Deadline: The deadline for the lowest registration rates for the Society for Neuro-Oncology Conference in Washington in November is 15 October.
Crowdfunding: Crowdfunding is a way of utilising digital connections to raise funds for various projects, usually of an entrepreneurial nature. While we are unlikely to see it used to raise funds for drug discovery a group of US-based video game designers are using the method to try and cover the anticipated treatment costs for an uninsured colleague who has a glioblastoma brain tumour.

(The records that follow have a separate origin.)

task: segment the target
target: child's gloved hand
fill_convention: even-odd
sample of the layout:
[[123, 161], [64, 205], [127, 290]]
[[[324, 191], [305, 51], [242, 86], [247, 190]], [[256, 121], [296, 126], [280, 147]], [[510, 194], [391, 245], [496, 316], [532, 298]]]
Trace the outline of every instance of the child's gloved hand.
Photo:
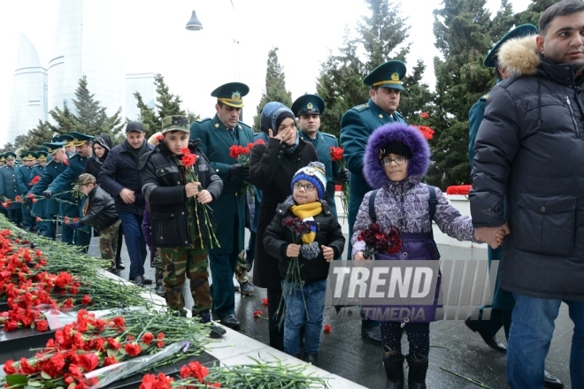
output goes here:
[[295, 256], [300, 256], [300, 245], [295, 245], [290, 243], [286, 248], [286, 256], [288, 258], [294, 258]]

European readers only: In the July 2012 issue of the IBTA e-news, we mentioned the Rare Cancers Europe (RCE) survey about access to rare cancer care in Europe. The deadline for completing the survey has now been extended to 31 October 2012. We would be grateful if readers of the IBTA e-news living in the EU 27 countries could complete this survey which is being conducted with the assistance of the Swedish Institute for Health Economics. Here is the link to the survey: https://sv.surveymonkey.com/s/rarecancers
Correction: It has been pointed out to us that the large (71,793 person) Patient Experience Survey, reported in the August issue of the IBTA E-News, which showed poor results for brain tumour patients, encompassed the views of patients only in the UK and not Scottish or Welsh patients.